A high proportion of pupils, including disadvantaged pupils, attend. Pupils and their families benefit from high-quality pastoral care. The school holds the gold Equalities Award.

Pupils understand the school's rewards and sanctions and think that they are fair. They try hard in lessons, and support each other with their work. Any disruption to learning is very rare.

The conduct of those pupils with additional behavioural needs improves over time. The playground is well equipped. This helps pupils to play happily together.

Pupils with SEND, including those in the specially resourced provision, and pupils with English as an additional language (EAL) learn well. This is because, in general, staff understand their needs and how to meet them. Nevertheless, for some of these pupils, leaders do not identify and communicate the next steps for their learning carefully enough.

The headteacher has established a strong sense of common purpose in the school. Teachers believe that leaders are always ready to help and are considerate of their workload. Leaders have a good understanding of the school's strengths and the areas that still need some development.

Subject leaders have adapted curriculum plans well to fit the school's context.

Governors are ambitious to improve the school further. They provide effective oversight of its work.


The arrangements for safeguarding are effective.
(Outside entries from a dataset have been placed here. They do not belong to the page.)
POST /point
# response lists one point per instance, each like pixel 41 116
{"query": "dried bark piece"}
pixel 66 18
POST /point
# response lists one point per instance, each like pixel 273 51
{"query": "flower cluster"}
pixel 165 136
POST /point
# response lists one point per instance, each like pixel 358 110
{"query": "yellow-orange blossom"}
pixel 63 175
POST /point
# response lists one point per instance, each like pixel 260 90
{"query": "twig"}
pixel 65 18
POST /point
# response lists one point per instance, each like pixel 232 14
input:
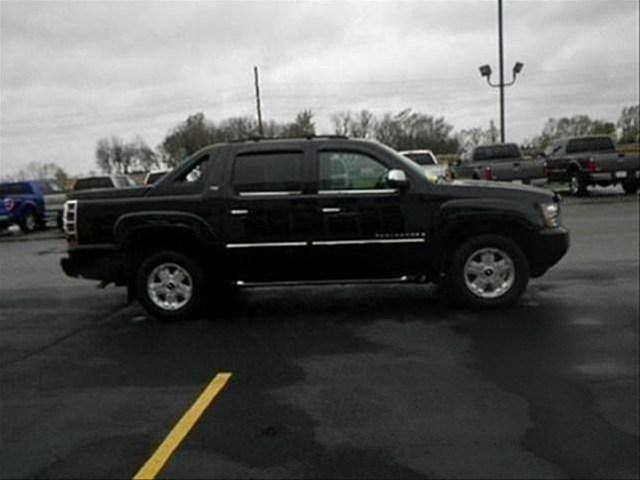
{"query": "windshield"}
pixel 15 189
pixel 594 144
pixel 50 187
pixel 410 165
pixel 421 158
pixel 491 152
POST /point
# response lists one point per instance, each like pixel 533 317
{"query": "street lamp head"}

Leaders make sure that staff are well trained in safeguarding. They provide helpful updates to ensure that staff are clear about their roles.

Procedures for reporting concerns are understood by all. Leaders take the right actions to help children. They take appropriate steps to involve other agencies that work with children.

Teachers make sure that pupils learn about the risks that they may face, including when using the internet.

The school keeps the necessary records of safeguarding checks. Leaders make the required checks on the staff who join the school.

Governors provide effective oversight of safeguarding arrangements.

Pupils have confidence in talking to adults if they are worried. They feel safe.

What does the school need to do to improve?

(Information for the school and appropriate authority)

• Some inconsistencies remain in how teachers implement the curriculum, including phonics, and assess pupils' learning. Leaders should ensure that subject leaders have the skills and opportunities to check on the implementation of their subject curriculum. This will enable leaders to make any necessary refinements to the curriculum and to provide staff with additional guidance.

• Leaders are not consistently setting clear targets for some pupils with SEND or pupils who have EAL. As a result, staff do not know as precisely as they should how to adapt work to best meet these pupils' needs. Leaders should ensure that reliable procedures are in place to assess these pupils' progress, identify their next steps and communicate this information to those who teach them.